Mais à partir de quand ?
«Dans les années 80, nous fréquentions Elio Fiorucci. Je cherchais une personne créative, un photographe en phase avec l’idée d’aller plus loin dans les campagnes mono-pays, qui avait une vision large. Un soir de 82, il m’a présenté Oliviero à un dîner. C’est comme ça que ça a commencé.”

Et c’est ainsi qu’en quelques années sont arrivées les campagnes avec des enfants de toutes races, blancs, noirs, amérindiens, garçons et filles aux yeux en amande, photographiés avec des pulls et des t-shirts colorés.

C’étaient en effet des années différentes, même Gorbatchev vous le remarque. Ouvrir une boutique à Sarajevo en pleine guerre.
“Oui, certainement. Mais à la base, il y avait aussi cette volonté de faire comprendre que le monde était plus grand qu’on ne l’imaginait. Il y avait aussi ma volonté, celle de l’entreprise, de ne pas avoir à s’occuper de campagnes spécifiques pour des marchés individuels, mais parler au monde entier avec des photos, avec une campagne unique. C’est pourquoi avec Oliviero nous avons voyagé partout dans le monde, de Tokyo à Johannesburg en passant par l’Australie.
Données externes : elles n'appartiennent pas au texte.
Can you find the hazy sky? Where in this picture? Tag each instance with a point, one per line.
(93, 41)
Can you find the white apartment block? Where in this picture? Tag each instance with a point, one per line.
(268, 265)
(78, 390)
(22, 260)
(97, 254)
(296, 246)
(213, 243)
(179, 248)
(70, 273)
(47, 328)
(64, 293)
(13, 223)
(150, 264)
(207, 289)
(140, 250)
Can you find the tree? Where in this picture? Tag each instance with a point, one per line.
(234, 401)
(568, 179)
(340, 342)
De longs voyages intercontinentaux…
« Dans ces hôtels, dans ces avions, la relation devient plus solide. Cela devient de l’amitié. Nous ne sommes plus l’entrepreneur qui commande la campagne au créatif. La créativité d’Oliviero n’est pas une fin en soi. C’est lié à la réalité.”

C’est dans les années 1990 que naît un magazine comme Colors qui, partant de valeurs telles que la paix et la compréhension entre les peuples, aura la force d’organiser une exposition, une revue culturelle à Johannesburg dans les semaines précédant les premières élections libres. Ceux pour lesquels les Noirs voteront aussi. Et qu’Oliviero Toscani rendra emblématique avec cette photo montrant un athlète blanc et un athlète noir échangeant le relais dans un relais.
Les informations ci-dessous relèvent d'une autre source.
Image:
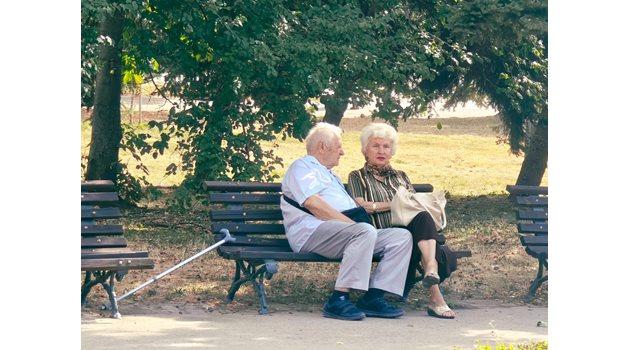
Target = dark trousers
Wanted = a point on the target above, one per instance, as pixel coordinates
(422, 227)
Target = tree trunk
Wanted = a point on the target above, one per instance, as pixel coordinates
(335, 108)
(535, 162)
(106, 128)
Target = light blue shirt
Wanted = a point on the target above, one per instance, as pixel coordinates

Mais vous vous êtes aussi retrouvé en difficulté, comme à Paris quand Oliviero Toscani, sans que personne ne le sache, pose un gigantesque préservatif sur un obélisque.
« Comme je te l’ai dit, parfois ce n’était pas facile, il fallait risquer un peu plus mais ça valait le coup. Bien sûr, il y a eu des répercussions immédiates sur notre nom, parfois avec d’âpres controverses d’un côté mais aussi des récompenses prestigieuses de l’autre pour la même campagne. Mais vous auriez tort de penser qu’il ne s’agissait que de provocations. »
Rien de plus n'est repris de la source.